The next-largest source is gold mining in developing countries, which releases about 1,000 tons. UN officials say much of the mercury used to extract gold from ore comes from the U.S. and Europe. U.S. mines long ago switched to mercury alternatives. But it still is used in other countries as an inexpensive method to remove gold from ore. Lured by rising gold prices, some 15 million people across the world are engaged in small-scale mining, the UN says. The most common extraction process is to mix an amalgam of mercury and gold-laden ore. Mercury is released into the atmosphere when the mixture is heated to separate the gold. Some of the toxic pollution lands nearby. But scientists studying weather patterns and the movement of mercury through the atmosphere have found the metal also can travel to places far from the source. "People are being poisoned," said Marcello Veiga, chief adviser to the UN's Global Mercury Project. "Right now there is no reason to care about this mercury getting into the air because it is so easily accessible."
Another major source of mercury emissions is the chlorine industry. Although most U.S. chlorine plants now use technology that does not require mercury, the others on average release five times as much mercury into the atmosphere as the average coal-fired power plant.
Obama said he introduced the bills that would ban exports and force the remaining chlorine plants to close or switch methods in response to a Tribune series last year that documented the health risks posed by mercury-contaminated fish. "We know there is a cost-effective alternative," he said. "It sets the stage for us to tackle the more important issue of attacking emissions from coal-fired power plants." Neither bill is likely to pass this year. Obama said he introduced them now to draw more attention to mercury-related problems and to pressure the EPA and other agencies to act. He acknowledged that questions remain about what to do with the excess mercury. Chlorine plants that already have closed or switched methods have sold their supplies to similar operations in other countries, some of which have few if any environmental regulations. "Some of that mercury is polluting the same parts of the world where we get most of our seafood," said Jackie Savitz, campaign director for Oceana, an environmental group that has been pressuring U.S. firms to use mercury-free technology.

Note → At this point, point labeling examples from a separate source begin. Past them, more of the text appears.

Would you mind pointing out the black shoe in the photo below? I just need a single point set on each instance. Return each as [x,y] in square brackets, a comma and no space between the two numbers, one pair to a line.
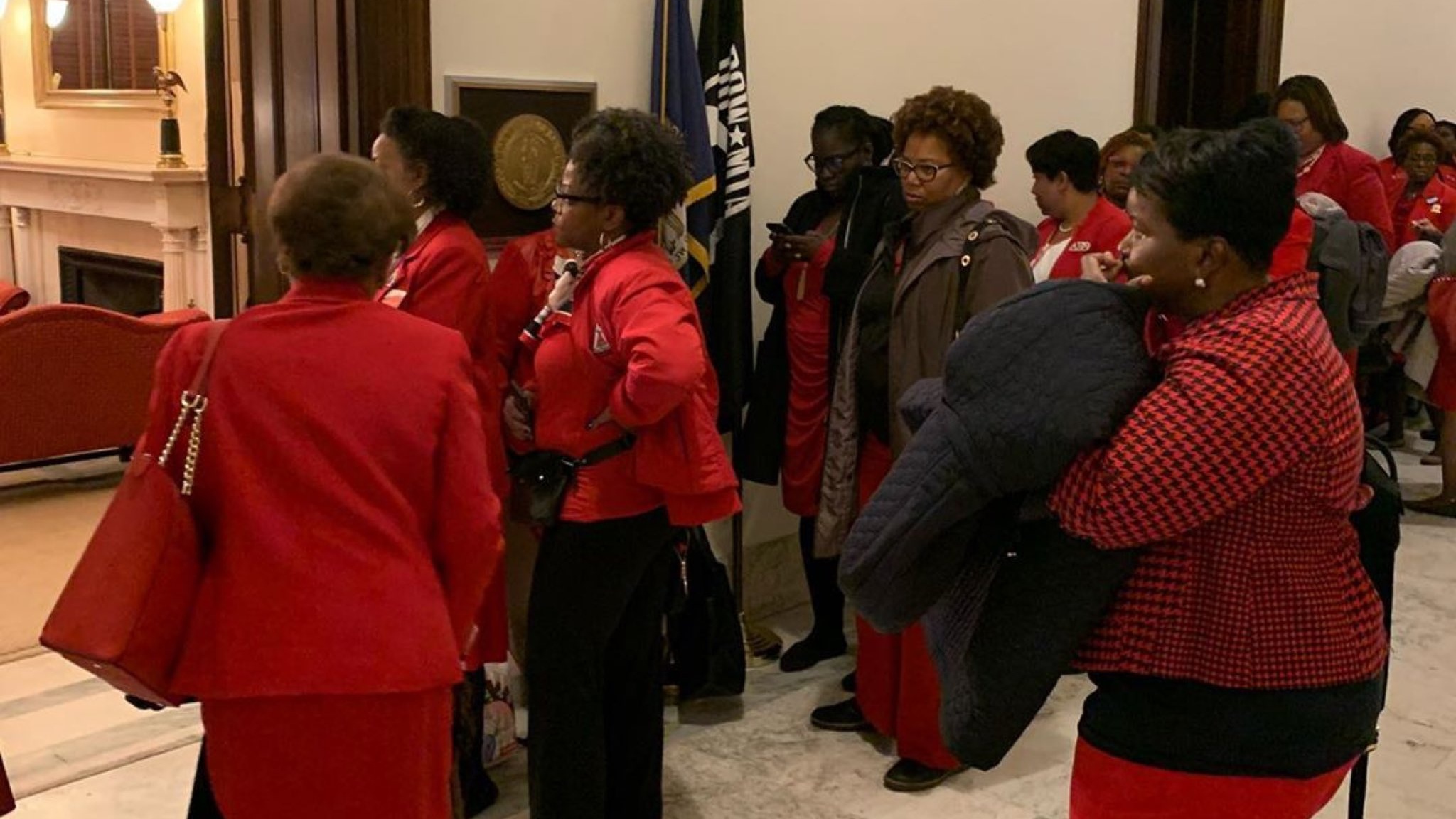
[840,717]
[808,652]
[909,776]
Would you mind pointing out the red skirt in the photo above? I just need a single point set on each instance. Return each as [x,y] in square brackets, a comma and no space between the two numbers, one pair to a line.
[896,682]
[1107,787]
[334,756]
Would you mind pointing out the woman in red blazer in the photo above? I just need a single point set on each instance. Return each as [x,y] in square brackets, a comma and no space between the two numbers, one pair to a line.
[621,368]
[1079,220]
[1421,205]
[350,520]
[441,165]
[1327,162]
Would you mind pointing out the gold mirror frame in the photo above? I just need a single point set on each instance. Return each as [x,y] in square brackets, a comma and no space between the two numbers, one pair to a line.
[46,97]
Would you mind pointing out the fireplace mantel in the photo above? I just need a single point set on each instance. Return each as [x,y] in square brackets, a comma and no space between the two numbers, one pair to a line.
[173,201]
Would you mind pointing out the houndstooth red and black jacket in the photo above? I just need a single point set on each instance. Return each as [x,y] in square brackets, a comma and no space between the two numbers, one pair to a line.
[1236,476]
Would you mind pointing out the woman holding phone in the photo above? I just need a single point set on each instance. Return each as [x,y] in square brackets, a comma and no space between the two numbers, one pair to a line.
[820,255]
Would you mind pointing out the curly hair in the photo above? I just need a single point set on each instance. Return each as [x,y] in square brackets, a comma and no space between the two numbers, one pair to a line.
[337,216]
[453,151]
[631,159]
[1413,139]
[963,120]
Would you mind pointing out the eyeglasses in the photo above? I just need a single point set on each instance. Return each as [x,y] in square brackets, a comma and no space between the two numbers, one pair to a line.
[924,171]
[574,198]
[828,164]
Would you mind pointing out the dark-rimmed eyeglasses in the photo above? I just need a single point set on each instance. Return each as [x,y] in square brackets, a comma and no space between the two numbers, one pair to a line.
[572,198]
[924,171]
[828,162]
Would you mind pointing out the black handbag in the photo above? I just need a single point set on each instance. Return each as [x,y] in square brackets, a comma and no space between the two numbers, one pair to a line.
[539,480]
[704,630]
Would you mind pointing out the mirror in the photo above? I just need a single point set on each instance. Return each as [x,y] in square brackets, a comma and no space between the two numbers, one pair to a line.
[95,53]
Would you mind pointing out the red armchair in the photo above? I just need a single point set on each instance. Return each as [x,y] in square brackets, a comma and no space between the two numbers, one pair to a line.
[75,379]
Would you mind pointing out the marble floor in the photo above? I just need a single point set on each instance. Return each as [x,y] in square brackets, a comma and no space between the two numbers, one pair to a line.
[75,749]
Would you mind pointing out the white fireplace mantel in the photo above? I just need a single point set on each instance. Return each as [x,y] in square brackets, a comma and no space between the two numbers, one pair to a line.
[173,201]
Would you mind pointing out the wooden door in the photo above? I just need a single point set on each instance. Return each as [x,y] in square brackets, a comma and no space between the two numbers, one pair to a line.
[1200,62]
[289,79]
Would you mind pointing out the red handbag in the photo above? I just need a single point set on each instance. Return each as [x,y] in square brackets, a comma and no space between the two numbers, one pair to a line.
[124,612]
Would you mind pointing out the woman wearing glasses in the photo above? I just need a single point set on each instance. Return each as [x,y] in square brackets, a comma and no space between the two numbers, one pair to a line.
[951,258]
[619,368]
[811,276]
[1327,162]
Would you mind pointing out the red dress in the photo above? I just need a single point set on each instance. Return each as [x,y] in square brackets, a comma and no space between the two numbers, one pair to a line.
[1101,232]
[808,343]
[353,531]
[444,277]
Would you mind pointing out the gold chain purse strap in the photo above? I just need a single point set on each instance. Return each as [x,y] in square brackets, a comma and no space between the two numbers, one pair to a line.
[194,402]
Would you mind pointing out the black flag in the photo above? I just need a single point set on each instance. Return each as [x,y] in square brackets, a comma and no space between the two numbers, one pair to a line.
[725,305]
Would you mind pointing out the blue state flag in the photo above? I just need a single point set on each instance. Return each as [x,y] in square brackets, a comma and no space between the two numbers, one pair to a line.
[678,98]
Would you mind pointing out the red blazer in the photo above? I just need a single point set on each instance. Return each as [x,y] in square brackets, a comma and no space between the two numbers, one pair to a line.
[1101,232]
[444,277]
[633,344]
[1353,180]
[523,277]
[1236,477]
[1438,203]
[344,498]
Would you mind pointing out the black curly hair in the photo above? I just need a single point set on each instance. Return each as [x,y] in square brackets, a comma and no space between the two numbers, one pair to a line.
[631,159]
[964,122]
[453,151]
[860,126]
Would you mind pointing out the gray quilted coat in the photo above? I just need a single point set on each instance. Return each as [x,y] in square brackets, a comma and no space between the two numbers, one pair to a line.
[1028,387]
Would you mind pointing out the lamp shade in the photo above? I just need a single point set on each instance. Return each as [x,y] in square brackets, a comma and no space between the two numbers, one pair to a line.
[55,12]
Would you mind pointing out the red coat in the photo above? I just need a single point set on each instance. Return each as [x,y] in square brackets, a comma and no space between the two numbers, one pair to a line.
[1436,201]
[633,344]
[1101,232]
[1353,180]
[444,277]
[346,499]
[1236,477]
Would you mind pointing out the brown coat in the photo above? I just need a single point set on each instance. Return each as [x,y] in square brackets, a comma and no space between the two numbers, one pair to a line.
[925,316]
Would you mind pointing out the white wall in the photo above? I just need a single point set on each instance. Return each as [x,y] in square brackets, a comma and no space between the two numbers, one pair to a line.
[1376,59]
[807,54]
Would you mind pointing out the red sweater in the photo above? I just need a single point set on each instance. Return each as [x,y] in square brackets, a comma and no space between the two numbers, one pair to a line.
[1351,178]
[1101,232]
[1236,476]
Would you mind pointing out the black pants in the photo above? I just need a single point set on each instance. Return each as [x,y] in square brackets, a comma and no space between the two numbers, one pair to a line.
[596,674]
[822,573]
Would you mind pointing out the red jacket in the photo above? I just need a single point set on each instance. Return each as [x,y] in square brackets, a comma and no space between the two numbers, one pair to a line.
[344,499]
[523,277]
[1436,201]
[1236,477]
[1353,180]
[444,277]
[633,344]
[1101,232]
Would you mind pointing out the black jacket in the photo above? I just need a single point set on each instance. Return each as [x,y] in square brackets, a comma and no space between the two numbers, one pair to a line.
[877,201]
[1028,387]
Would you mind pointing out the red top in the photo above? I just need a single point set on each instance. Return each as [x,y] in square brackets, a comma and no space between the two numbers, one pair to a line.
[1351,178]
[1236,476]
[1436,201]
[346,502]
[807,330]
[1101,232]
[633,344]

One of the top suppliers in the recycled mercury market is D.F. Goldsmith Chemical and Metal Co., an Evanston company that occupies a low, red-brick building in a quiet neighborhood. The firm at 909 Pitner Ave. obtains the mercury from scrap brokers, purifies it to meet industry standards and ships it around the globe. Goldsmith, the company's owner, said in an interview that he doesn't always know what happens to the mercury he sells. But he assumes most of it ends up overseas. Five years ago, the company tried to ship 20 tons of mercury from a shuttered chlorine plant in Maine to a similar plant in India. Dock workers refused to unload it, though, and the shipment was returned to the U.S. Goldsmith said the chlorine company took back the mercury and eventually sold it on the international market through different brokers. The incident highlighted how difficult it can be to keep the toxic metal off the market, Goldsmith said. He argued that stockpiling mercury will only encourage more mining for it in other parts of the world. "If you're trying to solve the mercury issue, that isn't going to do it," Goldsmith said. "We're providing a service by giving people an outlet for their mercury. Obviously we're in business to make a profit, but I like to think we're providing a service to the community."